Sydney: Don’t Leave Me

The day has started badly. On any scale.

I left the house under a cloud and into the rain. I walked no more than ten steps (while looking at my iPod) before slipping over…on a kebab!
An actual full-blown kebab on the pavement, in seemingly mint condition. At 8.50am.

My New Look soles lost traction on a piece of wet lettuce and I am now at my desk picking sweet chilli sauce off my tights.

It’s still raining outside and it’s perfect for a coffee, a chocolate hobnob and a moment to lose myself in a time when my mornings were good.

It’s 2009 and it’s almost Christmas in Sydney.
The shops are full of fake snow and tinsel and Santa is making his way through the throngs of people. He must be 100 degrees in his red suit and beard because it’s at least 35 on Bondi as we laugh at him sweating over the sand and perving on the hot Brazilians laying nearby.

It’s my first Christmas away on my big trip and my best mates are flying out to meet me in a few days. It couldn’t be better, I’d only been away a couple of months and I already had a Bondi apartment, I was juggling a six-hour-a-day beach schedule and a party-all-night evening one; I knew words like ‘Goon’ and had learnt what a ‘bottleo’ was.
To the untrained eye, I was an out and out backpacking success.

Sara Hardman Travels

Christmas on Bondi

But, I missed my friends and familiar faces and nothing made me happier than to see three pieces of home walking through Sydney Kingsford Smith Airport on December 22nd.

I’m waiting in Arrivals. I’m wearing white because it’s winter in the real world and yet I’m tanned and it’s the law. I’m expecting to see some very tired little faces after a 38 hour journey.

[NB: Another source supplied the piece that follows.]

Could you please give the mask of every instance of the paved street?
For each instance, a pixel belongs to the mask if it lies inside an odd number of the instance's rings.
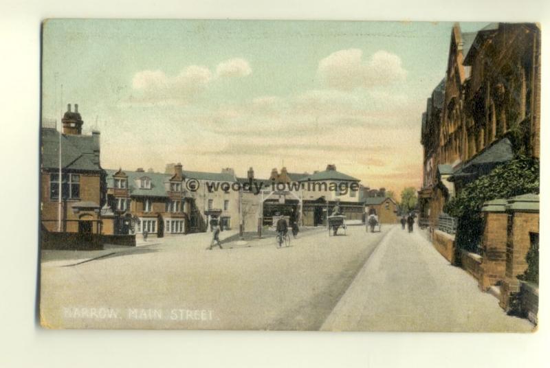
[[[210,237],[166,238],[110,255],[104,251],[98,254],[105,257],[74,266],[66,254],[62,261],[49,254],[41,271],[44,322],[97,328],[533,328],[507,316],[421,235],[400,227],[366,233],[350,226],[337,237],[308,229],[280,249],[270,237],[226,240],[224,249],[208,251]]]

Then, suddenly I hear shrieks from behind the world’s biggest suitcases….

“Hola! Hello dear! Woo hoo the boys have arrived in Sydney!” It’s accompanied by frantic arm flapping and what looks like a curtsey!
Amazing. The warmest most incredible happiness to have my three best mates in the land downunder for Christmas and New Year.

Sara Hardman Travels

The boys arrive for Christmas

As a new ‘traveller of the world’ I tell them it’s under control and I knew where we can get the train to the hotel, flipping out my Lonely Planet guide. This is met with horror and laughter in equal measure. “Oh Missy! We don’t do public transport Dear. This way… Taxi!” They offer to take my backpack and wheel off in the direction of the queue.

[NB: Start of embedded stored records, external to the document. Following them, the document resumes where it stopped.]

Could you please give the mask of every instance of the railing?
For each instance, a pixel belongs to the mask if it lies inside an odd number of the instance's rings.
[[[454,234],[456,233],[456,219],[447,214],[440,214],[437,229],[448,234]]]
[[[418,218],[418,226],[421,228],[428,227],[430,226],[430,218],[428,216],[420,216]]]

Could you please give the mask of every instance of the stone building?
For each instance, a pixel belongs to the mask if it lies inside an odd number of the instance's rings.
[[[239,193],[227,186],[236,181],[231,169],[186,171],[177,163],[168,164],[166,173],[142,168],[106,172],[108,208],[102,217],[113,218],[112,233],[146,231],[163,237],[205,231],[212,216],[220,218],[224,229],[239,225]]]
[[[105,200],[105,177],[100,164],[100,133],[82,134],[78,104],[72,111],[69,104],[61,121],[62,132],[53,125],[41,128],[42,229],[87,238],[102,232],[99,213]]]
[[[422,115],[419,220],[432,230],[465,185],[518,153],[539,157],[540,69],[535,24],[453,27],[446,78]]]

I’m so happy to see a slice of the life I left behind. The one with posh handbags not a backpack, the one where I’d spend £150 on a haircut not two weeks accommodation. It’s incredible to be free, to shake off the student-vibe, to buy bottles of wine not squeeze the life from a Goon bag, to sleep in a bed without someone above me and to see a bath again!
Such simple pleasures that breezed in with my temporary touch of England.

Sara Hardman Travels

Drinks at the Opera Bar, Circular Quay

We stayed in Waterloo, Surrey Hills, in a beautiful, luxury two storey apartment. The boys cooked incredible food and we sat in the jacuzzi every evening laughing at how great it all was and our new rock-star life.

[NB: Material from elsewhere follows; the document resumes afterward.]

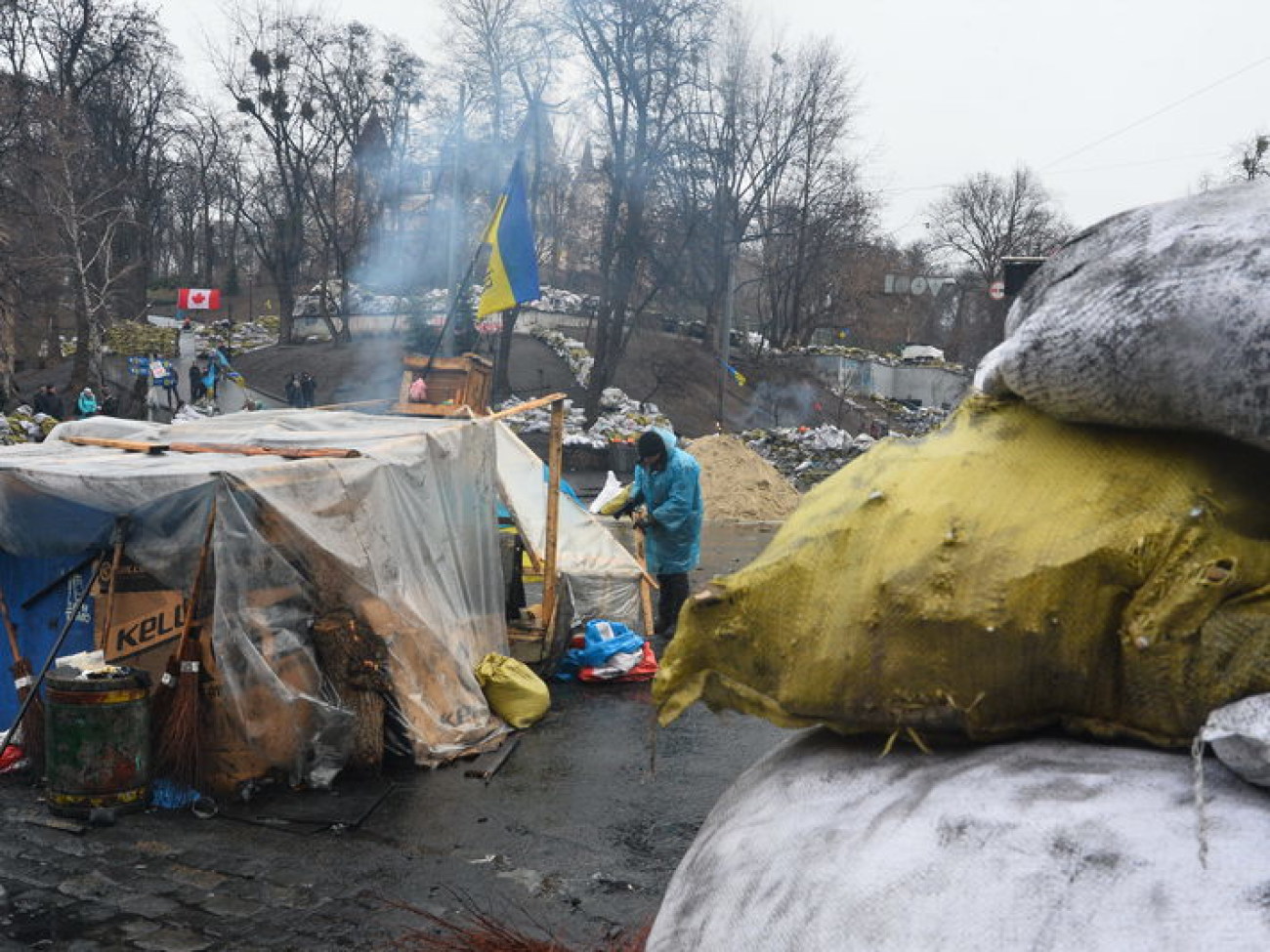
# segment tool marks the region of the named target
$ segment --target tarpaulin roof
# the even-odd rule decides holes
[[[77,446],[72,437],[226,452],[123,452]],[[333,447],[357,456],[291,459],[243,454],[246,447]],[[314,410],[170,425],[66,423],[44,443],[0,453],[0,550],[104,552],[122,524],[126,555],[163,584],[188,590],[215,500],[216,663],[249,732],[258,692],[293,712],[293,743],[276,746],[295,762],[274,765],[323,782],[343,764],[352,715],[320,677],[309,636],[315,616],[339,609],[384,638],[414,758],[438,763],[505,730],[474,670],[486,652],[507,652],[498,487],[516,496],[508,504],[526,526],[546,509],[541,463],[531,473],[517,447],[523,449],[500,423]],[[504,458],[514,463],[500,472]],[[606,546],[573,514],[564,523],[563,552],[573,538],[588,541],[561,571],[612,576],[621,590],[617,542],[593,526]],[[625,586],[638,592],[639,567],[626,560]]]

We took the ferry to Manly, we walked the cliffs of Coogee to Bondi, ate deep-fried Mars Bars and filled our faces in China Town. We went out to the Blue Mountains, we ate at Darling Harbour and shopped in paddy’s Market. We had a Christmas bbq on Bondi and swam in the torrential rain (yep, they brought the weather!). We queued from 6am in the Botanical Gardens to see in the most spectacular New Year of our lives – 18 hours later. We climbed the Harbour Bridge and we drank wine in Opera Bar.

Sara Hardman Travels

Harbour Bridge Climb, Christmas Eve.

Every day I was wishing so hard for the time to slow down. The memories will last forever and so will the day we checked out of the hotel in the pouring rain.
Three plush suitcases and one battered backpack on the pavement, lots of hugs and swallowing down the tears. I guessed I’d see them again in a couple of years.

A taxi came and picked up the boys for the airport. I watched them waving from the window as they drove away through Surrey Hills; three faces pressed up against the glass until I could no longer see them.

I dragged my backpack to the bus stop. My luxury days left with the boys. I tried not to cry remembering them waving and looking so sad to leave me behind on my own in the rain.

Sara Hardman Travels

Lonely at Sydney Harbour as summer fades.

I paid $2 to get to Wake Up Hostel and walked, with tears in my eyes, back to a 10 bed dorm by myself.

I’m going to need some water to get the last bits of chilli out of my tights. They’re laddered and there’s a smell of cold onions coming from my general direction.